Hasadın halen devam ettiğini ve gelen verilere göre bu yıl ki rekoltede düşüş yaşandığını paylaşan Salman, verimde yüzde 10 ila 15 arasında bir düşük yaşandığını ifade etti. Salman, aşırı yağışlara bağlı olarak yaşanan verimdeki bu düşüşle birlikte üreticileri vuran bir diğer durumun ise, buğday alım fiyatları olduğunu kaydetti.


ALIM FİYATI MALİYETİN GERİSİNDE KALDI


Toprak Mahsulleri Ofisi’nce (TMO) 2019 yılında uygulanmak üzere brüt olarak belirlenen alım fiyatlarının kırmızı/beyaz sert ekmeklik buğday için Bin 350 TL/Ton, makarnalık buğday için Bin 400 TL/Ton, arpa için ise Bin 100 TL/Ton olduğunu belirten Salman, "Bugün itibariyle Adana için serbest piyasada çiftçinin eline geçen net rakam Bin 300  TL/Ton'dur. Geçen seneki fiyat yine serbest piyasada 960 ila Bin TL/Ton arasında idi. Açıklanan buğday fiyatının maliyetlerin gerisinde kaldı" dedi.


1 dekar buğdayın maliyetinin kuru ve sulu tarlalar olmak üzere ortalama 405 lira, verimin ise dekar başına ortalama 270 kilogram olduğunu söyleyen Salman,  şunları belirtti: “Bu verilere göre kilogram başına maliyet 1,5 TL, tonu da  Bin 500 TL oluyor. Bu, Cumhurbaşkanı Recep Tayyip Erdoğan’ın yüzde 29 artış olduğunu söylediği buğday fiyatının üzerinde bir rakam. Maliyet rakamının üzerinde yüzde 20 üretici kârı eklendiğinde buğdayın ton başı fiyatının Bin 800 TL olması gerekiyor. Ancak verilen fiyat girdilerin artışının gerisinde kalmıştır.”


‘BUĞDAY EKİMİ AZALIYOR’


Salman, üretim maliyeti, ve alım fiyatı arasındaki bu fark nedeniyle buğday ekim alanlarının her geçen yıl giderek azaldığını da vurguladı.

Salman’ın paylaştığı verilere göre, buğday ile arpa üretimine dair rakamlar şöyle: “2017 yılında 76,7 dekar alana yapılan buğday ekiminden 21,5 milyon ton rekolte elde edildi. 2018 yılında ekim alanları daralarak 73 milyon dekara düştü, üretilen buğday miktarı da 20 milyon tona geriledi. 2019 yılında ise ekilen alan 70,5 milyon dekar, üretilen buğday miktar da 19,3 milyon ton olarak öngörüyoruz. Arpada ise, 2017 yılında 24 milyon dekar ekilirken 7,1 milyon ton üretim yapıldı. 2018 yılında bu rakamlar 26 milyon dekar üretim 7 milyon ton olarak gerçekleşti. 2019 yılı için öngörümüz ise 27 milyon dekar 7,3 milyon ton.”
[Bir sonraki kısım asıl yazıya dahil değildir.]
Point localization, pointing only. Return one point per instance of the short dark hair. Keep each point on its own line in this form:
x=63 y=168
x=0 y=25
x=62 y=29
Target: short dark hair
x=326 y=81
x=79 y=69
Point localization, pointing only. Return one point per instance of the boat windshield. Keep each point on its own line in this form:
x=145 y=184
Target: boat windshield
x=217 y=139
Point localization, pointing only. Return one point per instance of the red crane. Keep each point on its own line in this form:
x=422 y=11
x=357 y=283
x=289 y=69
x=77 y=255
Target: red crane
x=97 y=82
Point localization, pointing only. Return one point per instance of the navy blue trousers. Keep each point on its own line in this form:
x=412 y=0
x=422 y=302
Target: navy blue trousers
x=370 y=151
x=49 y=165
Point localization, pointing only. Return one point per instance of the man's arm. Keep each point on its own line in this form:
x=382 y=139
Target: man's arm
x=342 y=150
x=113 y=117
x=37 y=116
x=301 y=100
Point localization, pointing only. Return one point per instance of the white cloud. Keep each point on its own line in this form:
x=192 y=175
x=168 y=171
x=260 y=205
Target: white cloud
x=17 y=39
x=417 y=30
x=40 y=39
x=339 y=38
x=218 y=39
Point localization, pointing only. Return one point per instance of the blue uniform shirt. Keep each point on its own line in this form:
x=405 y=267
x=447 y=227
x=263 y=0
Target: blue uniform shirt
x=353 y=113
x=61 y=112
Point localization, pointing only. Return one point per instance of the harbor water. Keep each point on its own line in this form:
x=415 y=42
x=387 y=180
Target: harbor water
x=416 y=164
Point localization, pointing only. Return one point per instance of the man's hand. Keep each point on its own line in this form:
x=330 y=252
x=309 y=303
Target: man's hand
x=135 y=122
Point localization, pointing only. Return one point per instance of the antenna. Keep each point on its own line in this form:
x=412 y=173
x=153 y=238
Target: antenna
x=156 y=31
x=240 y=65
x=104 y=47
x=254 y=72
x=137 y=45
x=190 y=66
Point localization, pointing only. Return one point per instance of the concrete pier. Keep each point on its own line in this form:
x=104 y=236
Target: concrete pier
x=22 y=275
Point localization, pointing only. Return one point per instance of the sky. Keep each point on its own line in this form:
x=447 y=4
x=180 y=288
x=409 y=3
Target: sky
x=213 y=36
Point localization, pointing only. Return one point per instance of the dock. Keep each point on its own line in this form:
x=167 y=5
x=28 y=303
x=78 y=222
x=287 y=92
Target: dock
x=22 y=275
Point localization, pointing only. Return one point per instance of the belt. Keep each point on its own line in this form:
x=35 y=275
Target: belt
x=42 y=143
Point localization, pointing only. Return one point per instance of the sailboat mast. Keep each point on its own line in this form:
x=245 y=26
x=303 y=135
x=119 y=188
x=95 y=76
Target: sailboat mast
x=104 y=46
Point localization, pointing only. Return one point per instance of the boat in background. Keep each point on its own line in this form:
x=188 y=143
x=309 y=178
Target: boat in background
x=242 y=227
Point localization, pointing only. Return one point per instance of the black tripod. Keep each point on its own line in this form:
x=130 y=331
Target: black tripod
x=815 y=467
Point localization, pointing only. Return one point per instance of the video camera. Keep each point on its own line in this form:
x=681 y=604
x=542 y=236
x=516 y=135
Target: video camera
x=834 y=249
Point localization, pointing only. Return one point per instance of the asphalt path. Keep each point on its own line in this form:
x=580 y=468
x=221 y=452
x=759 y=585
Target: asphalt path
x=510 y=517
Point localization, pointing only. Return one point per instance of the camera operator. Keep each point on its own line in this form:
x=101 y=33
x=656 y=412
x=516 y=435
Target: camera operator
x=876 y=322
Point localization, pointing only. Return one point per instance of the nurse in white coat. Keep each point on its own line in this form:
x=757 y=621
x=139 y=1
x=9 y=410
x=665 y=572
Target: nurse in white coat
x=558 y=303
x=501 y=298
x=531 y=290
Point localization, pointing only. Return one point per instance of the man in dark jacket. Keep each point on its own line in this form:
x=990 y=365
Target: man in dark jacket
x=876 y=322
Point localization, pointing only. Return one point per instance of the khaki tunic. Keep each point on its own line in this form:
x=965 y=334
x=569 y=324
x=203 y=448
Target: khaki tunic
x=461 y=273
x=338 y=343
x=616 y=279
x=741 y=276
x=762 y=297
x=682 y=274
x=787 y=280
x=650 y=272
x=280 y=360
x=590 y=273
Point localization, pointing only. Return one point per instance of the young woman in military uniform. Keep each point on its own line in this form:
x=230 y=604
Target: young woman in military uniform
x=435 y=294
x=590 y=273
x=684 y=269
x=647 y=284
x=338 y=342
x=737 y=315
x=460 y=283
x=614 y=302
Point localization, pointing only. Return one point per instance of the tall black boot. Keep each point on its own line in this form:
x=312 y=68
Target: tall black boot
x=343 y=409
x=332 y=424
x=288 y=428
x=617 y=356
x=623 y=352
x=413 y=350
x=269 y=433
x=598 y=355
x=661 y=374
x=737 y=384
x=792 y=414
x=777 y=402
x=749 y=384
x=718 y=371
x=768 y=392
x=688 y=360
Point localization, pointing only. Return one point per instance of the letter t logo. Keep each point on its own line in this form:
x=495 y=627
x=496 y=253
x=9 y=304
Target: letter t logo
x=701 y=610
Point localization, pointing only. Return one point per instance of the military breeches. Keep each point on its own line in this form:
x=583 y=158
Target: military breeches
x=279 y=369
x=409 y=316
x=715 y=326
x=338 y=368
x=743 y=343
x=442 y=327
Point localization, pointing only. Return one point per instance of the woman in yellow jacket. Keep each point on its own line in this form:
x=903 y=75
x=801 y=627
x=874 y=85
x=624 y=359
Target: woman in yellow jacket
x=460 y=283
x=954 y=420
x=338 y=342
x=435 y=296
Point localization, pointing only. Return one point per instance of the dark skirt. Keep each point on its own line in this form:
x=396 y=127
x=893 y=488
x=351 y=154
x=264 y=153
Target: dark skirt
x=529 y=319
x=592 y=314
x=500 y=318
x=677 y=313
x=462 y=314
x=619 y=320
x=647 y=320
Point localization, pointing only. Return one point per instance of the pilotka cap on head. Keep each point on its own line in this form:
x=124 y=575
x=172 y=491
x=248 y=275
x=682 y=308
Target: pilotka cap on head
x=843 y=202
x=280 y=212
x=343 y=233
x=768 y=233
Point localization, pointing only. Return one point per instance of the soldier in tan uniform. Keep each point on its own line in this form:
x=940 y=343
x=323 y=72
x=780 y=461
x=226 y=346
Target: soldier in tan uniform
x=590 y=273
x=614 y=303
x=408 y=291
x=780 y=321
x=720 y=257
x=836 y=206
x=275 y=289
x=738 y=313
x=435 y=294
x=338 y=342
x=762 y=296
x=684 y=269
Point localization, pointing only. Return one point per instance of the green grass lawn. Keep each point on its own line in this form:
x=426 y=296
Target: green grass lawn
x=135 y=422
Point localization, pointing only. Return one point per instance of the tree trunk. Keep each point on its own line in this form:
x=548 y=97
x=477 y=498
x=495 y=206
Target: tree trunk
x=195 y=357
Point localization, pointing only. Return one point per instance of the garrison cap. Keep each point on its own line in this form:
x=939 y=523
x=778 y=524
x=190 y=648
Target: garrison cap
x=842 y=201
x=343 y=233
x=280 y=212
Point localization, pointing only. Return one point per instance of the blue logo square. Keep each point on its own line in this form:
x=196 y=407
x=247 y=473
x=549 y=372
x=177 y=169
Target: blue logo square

'ÇİFTÇİ ÜRETİMDEN UZAKLAŞIYOR'


Şiddetli yağışların yanı sıra ilaç, gübre, mazot gibi üretime etki eden maliyetlerin yüksek olmasından dolayı girdi kulanımını azaltmak zorunda kalan çiftçilerin verimde düşüşle karşılaştığını söyleyen Salman, "Bu şartlar altında çifçilerimiz üretimden maalesef ki uzaklaşıyor. Yeni iş olanakları için kentlere göç ediyor. Geleceğini şehirlerde arıyor. Buğday üretiminde kendi kendimize yetemeyen bir ülkeyiz. Bu durum önümüzdeki süreçte ithalatı zorunlu hale getirecektir. Bu tarım politikası ile buğdayda dışa bağımlığımız üzülerek söylüyorum ki devam edecektir" ifadelerini kullandı.